7.2.7 Assemble the test pump cartridge, wetting all parts with a film of test fluid. Verify proper vane insertion into the rotor. Verify correct assembly of the rotor, inner and outer bushing, and cam ring direction and alignment (see Fig. 2). The vanes should be checked for free movement in rotor slots when assembling.
NOTE 10 - Tight vanes will often fit freely in another slot.
7.2.8 Insert and bottom the assembly alignment pin, only about 3 mm (1/8 in.) of the large end should be visible above the outer bushing surface.
7.3 Installation of Test Pump Cartridge: (See Fig. 3).
7.3.1 Insert a properly prepared test pump cartridge into the pump housing, being careful to completely seat it using the guide pin hole for right-hand rotation (small hole near inlet of pump housing).
7.3.2 Install pump housing head and gasket.
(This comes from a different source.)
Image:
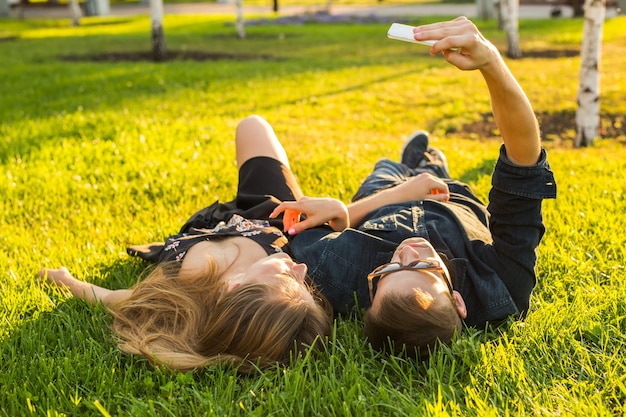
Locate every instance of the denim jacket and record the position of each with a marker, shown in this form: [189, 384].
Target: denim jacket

NOTE 11 - The following torque sequence has been found satisfactory. Use a torque wrench to tighten the eight head bolts. 1100 N-mm (10 in./lb) at a time, using the following sequence: top (1), bottom (5), right side (3), left side (7), then bolts (2), (6), (4), and (8). Slowly rotate the pump shaft by hand while tightening the bolts. Tighten bolts until binding is felt. Then, loosen the head bolts until the shaft is completely free and re-torque 1100 N-mm (10 in./lb) at a time to 1100 N-mm (10 in./lb) less than the above binding point. Record the final level of torque (usually about 11 300 to 17 000 N-mm (100 to 140 in./lb)). The pump should rotate with a slight drag on the shaft but there should be no binding.
NOTE 12 - Some laboratories disconnect the pump to the motor shaft coupling during torquing to eliminate the drag of the motor while rotating the pump shaft.
NOTE 13 - Bind is characterized by: (a) catch or tight spot in an otherwise smooth shaft rotation, (b) a smooth revolving pump shaft with immediate stoppage after turning effort is stopped, or (c) complete seizure or stoppage requiring abnormal hand effort to turn the shaft, or all of these.
NOTE 14 - If binding occurs at less than 5600 N-mm (50 in./lb) there probably is a misalignment within the pump and it should be disassembled.